Mosses came from a humble Jewish family and by his miraculous escape from the scythe of the pharaoh’s armies by way of floating down the Nile in a basket into the arms of a princess he was raised a prince in a palace and rose to prominence in all Egypt.
Then he fled all that glamour and riches into the swirling desert night and when he next emerged in the court of pharaoh, it was in the garb of a wandering Arab Bedouin with a staff in his hand, sandals on his feet and the swaddling cloth of his humble Jewish origin for a turban, demanding nothing less than the total freedom of all his people.
Nothing more preposterous was ever before or since demanded of a dictator whose very prosperity depended upon the unpaid labor of a servile nation that bent to his iron will.
Mosses’ success in this political endeavour is as much a miracle as any he concocted with his staff and God-assist.
Elizah is another powerful prophet who emerges from the Judeo-Christian tradition whose exploits match and rival that of Mosses and even of Jesus Christ in two most powerful respects – that of restoring life to a dead child and of his bodily ascension into heaven in a chariot of fire.
His calling down fire to burn his water doused offering, after the priests of Baal had been tearing at their clothes and cutting themselves from sunup to sundown to get their god to do the same, would have convinced any half-witted idiot, but humans can be very obstinate folk sometimes, then and now.

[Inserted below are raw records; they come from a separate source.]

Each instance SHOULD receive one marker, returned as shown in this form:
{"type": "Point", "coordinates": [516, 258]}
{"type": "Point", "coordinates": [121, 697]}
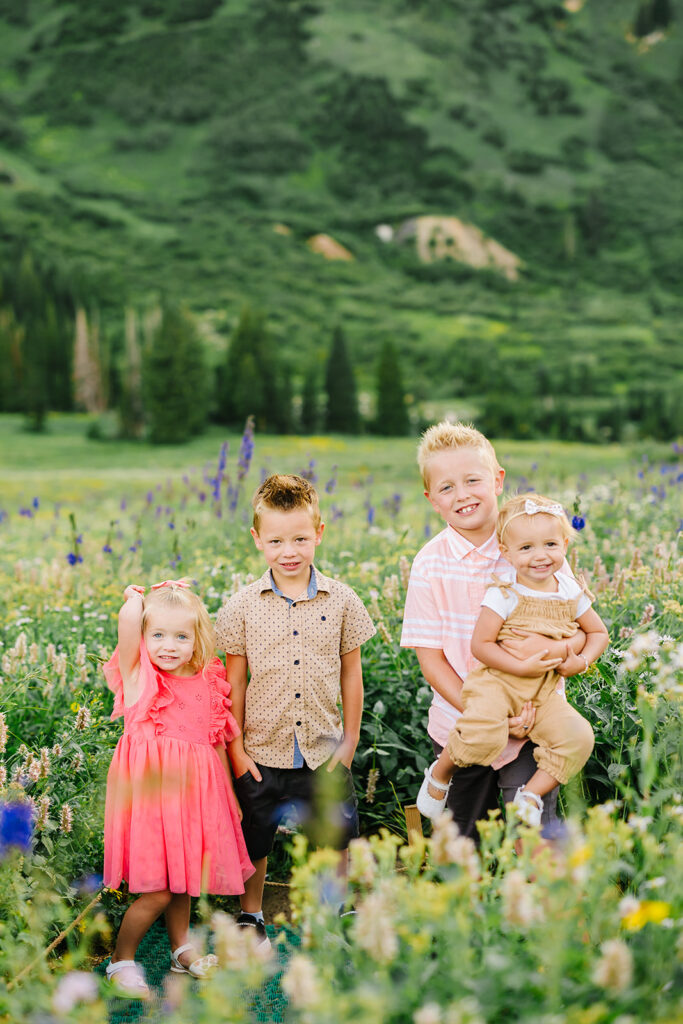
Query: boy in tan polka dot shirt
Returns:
{"type": "Point", "coordinates": [292, 641]}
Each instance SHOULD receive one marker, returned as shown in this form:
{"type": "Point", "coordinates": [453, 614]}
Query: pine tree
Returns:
{"type": "Point", "coordinates": [342, 408]}
{"type": "Point", "coordinates": [253, 382]}
{"type": "Point", "coordinates": [309, 418]}
{"type": "Point", "coordinates": [131, 410]}
{"type": "Point", "coordinates": [174, 380]}
{"type": "Point", "coordinates": [87, 375]}
{"type": "Point", "coordinates": [391, 412]}
{"type": "Point", "coordinates": [662, 13]}
{"type": "Point", "coordinates": [644, 23]}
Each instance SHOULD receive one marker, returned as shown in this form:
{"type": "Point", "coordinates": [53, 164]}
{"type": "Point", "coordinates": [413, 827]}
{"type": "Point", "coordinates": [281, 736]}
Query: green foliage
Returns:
{"type": "Point", "coordinates": [341, 415]}
{"type": "Point", "coordinates": [391, 418]}
{"type": "Point", "coordinates": [254, 382]}
{"type": "Point", "coordinates": [174, 380]}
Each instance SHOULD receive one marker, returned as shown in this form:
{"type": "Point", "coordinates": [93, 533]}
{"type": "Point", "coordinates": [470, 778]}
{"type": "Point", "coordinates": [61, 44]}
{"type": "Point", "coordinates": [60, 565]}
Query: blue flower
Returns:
{"type": "Point", "coordinates": [15, 825]}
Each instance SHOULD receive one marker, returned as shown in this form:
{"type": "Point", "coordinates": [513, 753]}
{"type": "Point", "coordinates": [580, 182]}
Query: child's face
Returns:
{"type": "Point", "coordinates": [288, 541]}
{"type": "Point", "coordinates": [464, 489]}
{"type": "Point", "coordinates": [536, 547]}
{"type": "Point", "coordinates": [169, 637]}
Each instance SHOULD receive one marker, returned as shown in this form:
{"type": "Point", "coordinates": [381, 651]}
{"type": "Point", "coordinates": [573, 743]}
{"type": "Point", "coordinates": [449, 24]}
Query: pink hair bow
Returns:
{"type": "Point", "coordinates": [530, 508]}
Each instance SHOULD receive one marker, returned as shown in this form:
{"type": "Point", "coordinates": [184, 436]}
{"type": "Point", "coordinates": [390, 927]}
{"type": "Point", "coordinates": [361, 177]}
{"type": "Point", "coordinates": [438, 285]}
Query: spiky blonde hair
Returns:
{"type": "Point", "coordinates": [284, 493]}
{"type": "Point", "coordinates": [444, 435]}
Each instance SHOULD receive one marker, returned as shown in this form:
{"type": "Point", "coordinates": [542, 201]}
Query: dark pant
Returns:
{"type": "Point", "coordinates": [476, 790]}
{"type": "Point", "coordinates": [323, 803]}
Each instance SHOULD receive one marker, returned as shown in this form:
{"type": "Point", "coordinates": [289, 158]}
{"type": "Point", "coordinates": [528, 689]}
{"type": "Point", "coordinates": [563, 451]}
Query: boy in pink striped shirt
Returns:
{"type": "Point", "coordinates": [449, 579]}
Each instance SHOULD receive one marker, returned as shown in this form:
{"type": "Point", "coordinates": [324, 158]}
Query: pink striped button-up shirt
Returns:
{"type": "Point", "coordinates": [449, 579]}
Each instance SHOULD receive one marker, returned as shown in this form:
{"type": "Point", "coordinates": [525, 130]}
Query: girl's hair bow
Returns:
{"type": "Point", "coordinates": [530, 508]}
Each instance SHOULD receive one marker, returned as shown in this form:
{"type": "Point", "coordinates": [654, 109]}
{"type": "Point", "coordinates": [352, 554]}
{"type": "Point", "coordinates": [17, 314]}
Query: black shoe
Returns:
{"type": "Point", "coordinates": [260, 934]}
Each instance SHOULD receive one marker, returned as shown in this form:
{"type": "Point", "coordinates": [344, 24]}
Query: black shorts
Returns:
{"type": "Point", "coordinates": [323, 804]}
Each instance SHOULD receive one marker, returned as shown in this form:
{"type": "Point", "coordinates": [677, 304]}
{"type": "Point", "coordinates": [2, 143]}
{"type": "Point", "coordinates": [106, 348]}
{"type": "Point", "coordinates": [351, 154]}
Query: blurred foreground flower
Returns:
{"type": "Point", "coordinates": [614, 969]}
{"type": "Point", "coordinates": [77, 986]}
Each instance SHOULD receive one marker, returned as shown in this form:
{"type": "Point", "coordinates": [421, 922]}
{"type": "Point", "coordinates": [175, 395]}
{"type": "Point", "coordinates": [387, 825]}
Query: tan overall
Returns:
{"type": "Point", "coordinates": [564, 738]}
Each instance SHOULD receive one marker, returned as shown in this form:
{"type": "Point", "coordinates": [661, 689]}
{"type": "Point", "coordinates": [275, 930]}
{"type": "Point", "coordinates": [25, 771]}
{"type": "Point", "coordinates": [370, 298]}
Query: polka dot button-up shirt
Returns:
{"type": "Point", "coordinates": [294, 651]}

Certain traits characterize these wild eyed men of God.
They are normally individuals who operate mostly on their own or with a clique of devout followers.
Each claims to have received a message from on high.
Most of these messages are predictive in nature. They foretell what is going to happen earning themselves accolades as possessing the gift of prophecy and a place in society as its prophets.
That their message is generic or clever interpretations of common trends in society and where it might all end up is also a common thread.
Only the Biblical prophets are separate from most of the rest in that they predicted specific events as affecting specific individuals, feats no modern day prophet has equaled.
Another common trait is that they take the first initiative to come out and proclaim their message. No prophet has been “discovered” by the people.
Prophets are quick to judge. They proclaim that a person or a people are sinful or disloyal and demanding justice they condemn such people.
More often than not they do not separate the sin from the sinner.
But are prophets really messengers of some god?
We do not know.
Some appear deranged, delusional and their messages garbled and simple witted.
But it is from these people that we received our religions.
The prophet’s greatest claim to fame is not his wondrous actions or colourful language; it is his contribution to sustaining the idea of God throughout the ages.